Civil Rights Movement

  • Brown v. Board of Education Topeka

    The U.S. Supreme Court outlawed racial segregation in public schools. The ruling, ending the five-year case of Oliver Brown v. Board of Education of Topeka, Kansas, was a unanimous decision. African American students had been denied admittance to certain public schools based on laws allowing public education to be segregated by race. They argued that such segregation violated the Equal Protection Clause of the Fourteenth Amendment.
  • Boycott Montgomery Bus

    A civil rights protest during which African Americans refused to ride city buses in Montgomery, Alabama, to protest segregated seating.
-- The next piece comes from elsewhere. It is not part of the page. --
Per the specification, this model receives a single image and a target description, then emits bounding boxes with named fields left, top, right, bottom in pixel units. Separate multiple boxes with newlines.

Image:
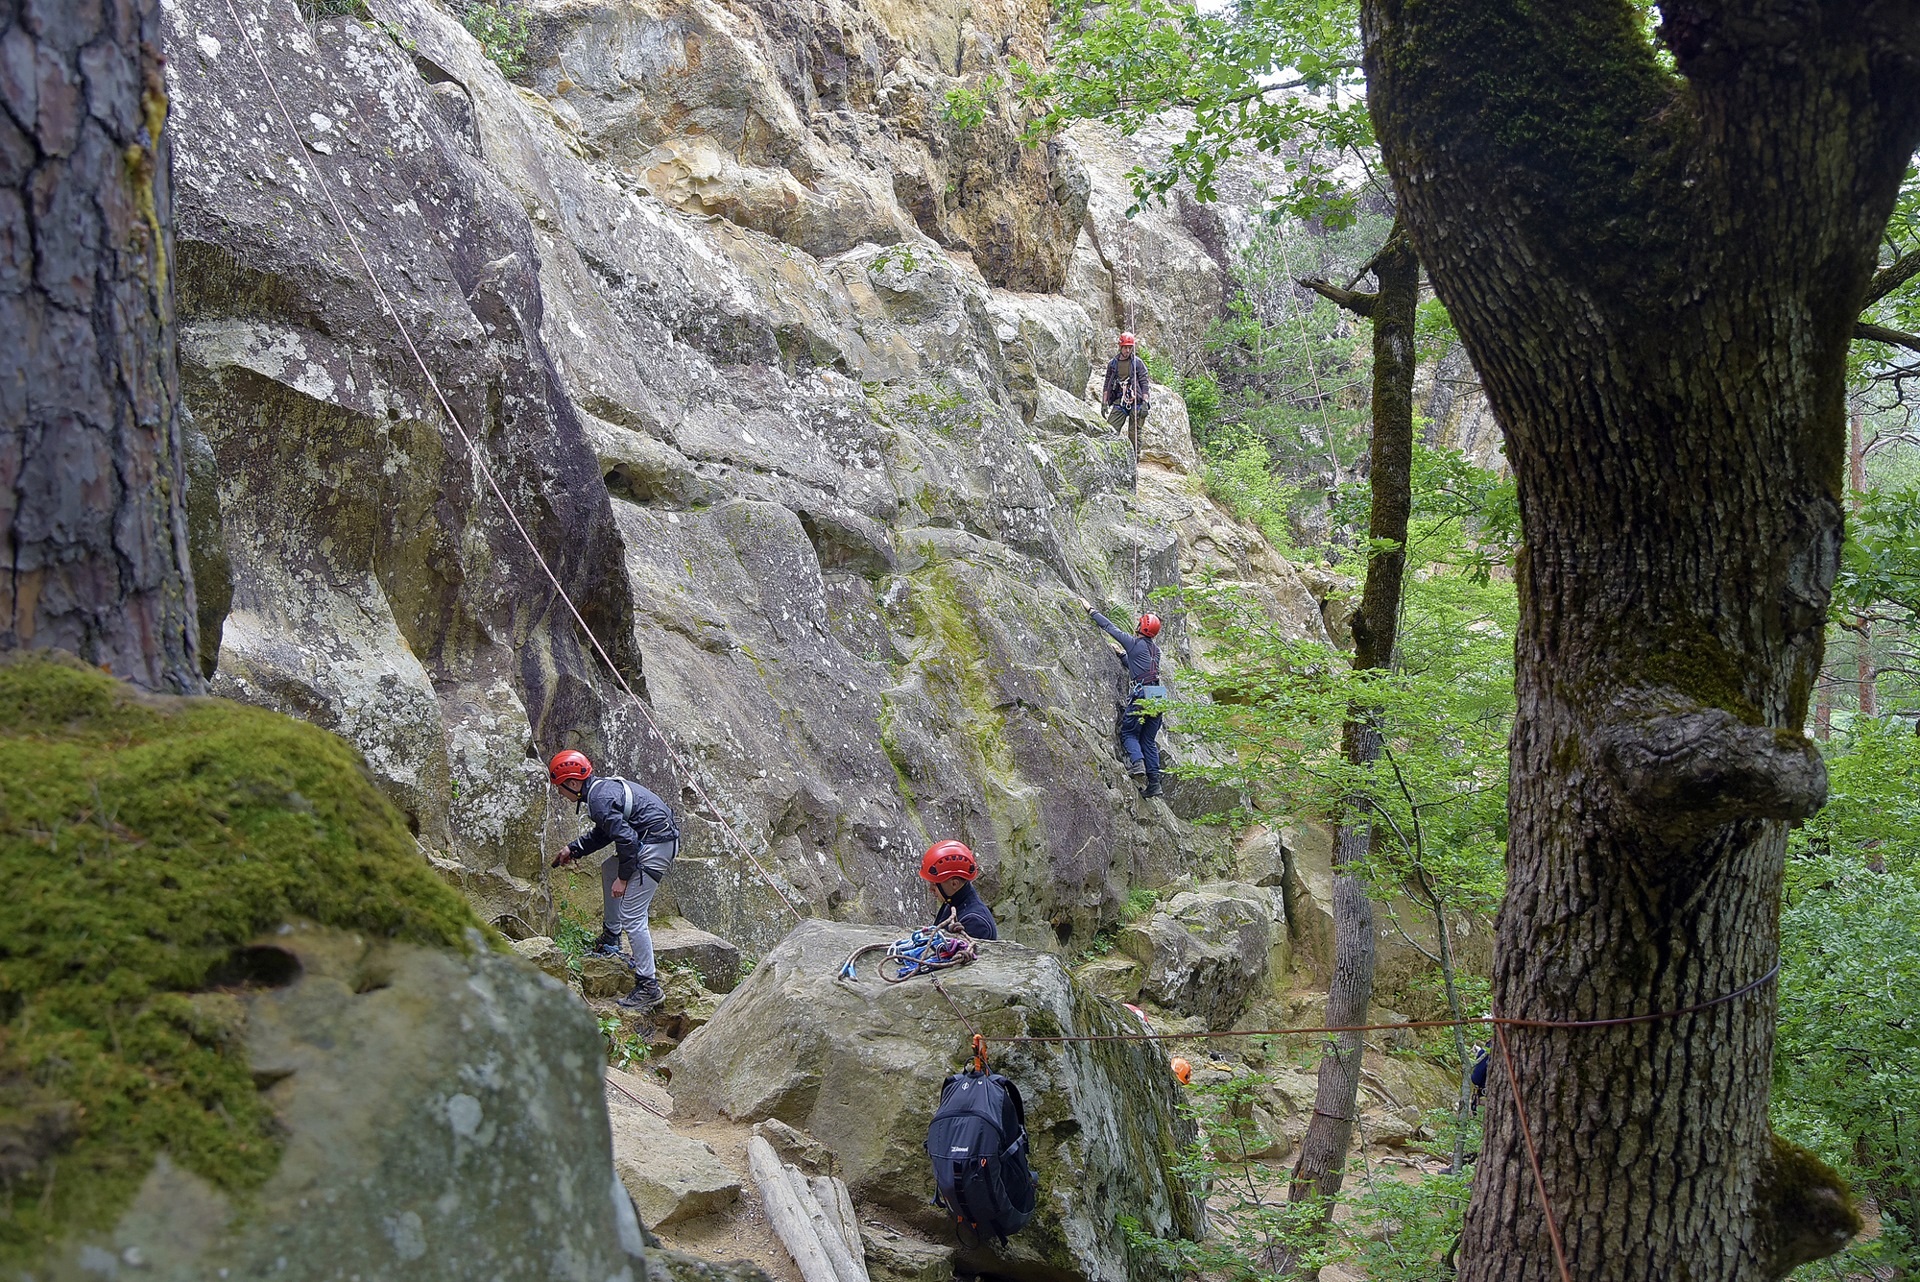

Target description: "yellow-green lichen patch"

left=0, top=652, right=483, bottom=1264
The boycott took place from December 5, 1955, to December 20, 1956, and is regarded as the first large-scale U.S. demonstration against segregation.
  • Little Rock Nine Protest

    Under escort from the U.S. Army's 101st Airborne Division, nine Black students enter all-white Central High School in Little Rock, Arkansas. Governor Orval Faubus mobilized the Arkansas National Guard in an effort to prevent nine African American students from integrating the high school.
  • Sit-In at Greensboro

    In Greensboro, North Carolina, four Black college students spark a nationwide civil rights movement by refusing to leave a “whites-only” lunch counter at a popular retail store after they are denied service. Greensboro sit-in, act of nonviolent protest against a segregated lunch counter in Greensboro, North Carolina, that began on February 1, 1960. Its success led to a wider sit-in movement, that spread throughout the South.
  • Washington D.C. March

    A quarter of a million people rallied in Washington, D.C. to demand an end to segregation, fair wages and economic justice, voting rights, education, and long overdue civil rights protections. Civil rights leaders took to the podium to issue urgent calls to action that still resonate decades later. The historic gathering took place on August 28, 1963. Some 250,000 people gathered at the Lincoln Memorial, and more than 3,000 members of the press covered the event.
  • 1964 Civil Rights Act

    Signed into law by President Lyndon Johnson, prohibited discrimination in public places, provided for the integration of schools and other public facilities, and made employment discrimination illegal. The right to full and equal enjoyment of the goods, services, facilities, privileges, advantages, and accommodations of any place of public accommodation. You cannot be treated differently by a place of public accommodation because of your race, color, religion, or national origin.
  • March on Bloody Sunday

    Hundreds of people gathered in Selma, Alabama to march to the capital city of Montgomery. They marched to ensure that African Americans could exercise their constitutional right to vote — even in the face of a segregationist system that wanted to make it impossible. In Selma, Alabama, a 600-person civil rights demonstration ends in violence when marchers are attacked and beaten by white state troopers and sheriff's deputies. The day's events became known as "Bloody Sunday."
  • 1965 Voting Rights Act

    On August 6, 1965, President Lyndon Johnson came to the Capitol to sign the Voting Rights Act. Following a ceremony in the Rotunda, the president, congressional leaders, Martin Luther King, Jr., Rosa Parks, and others crowded into the President's Room near the Senate Chamber for the actual signing.
  • MLK

    At 6:05 P.M. on Thursday, 4 April 1968, Martin Luther King was shot dead while standing on a balcony outside his second-floor room at the Lorraine Motel in Memphis, Tennessee. More than 100 US cities dissolved into violence. Dr. King was in the city to speak on his growing Poor People's Campaign, and to support an economic protest by Black sanitation workers.
  • 1968 Civil Rights Act (New)

    President Lyndon Johnson signed the Civil Rights Act of 1968, which was meant as a follow-up to the Civil Rights Act of 1964. AN ACT To prescribe penalties for certain acts of violence or intimidation, and for other purposes. Be it enacted by the Senate and House of Representatives of the United States of America in Congress assembled, That this Act may be cited as the Civil Rights Act of 1968.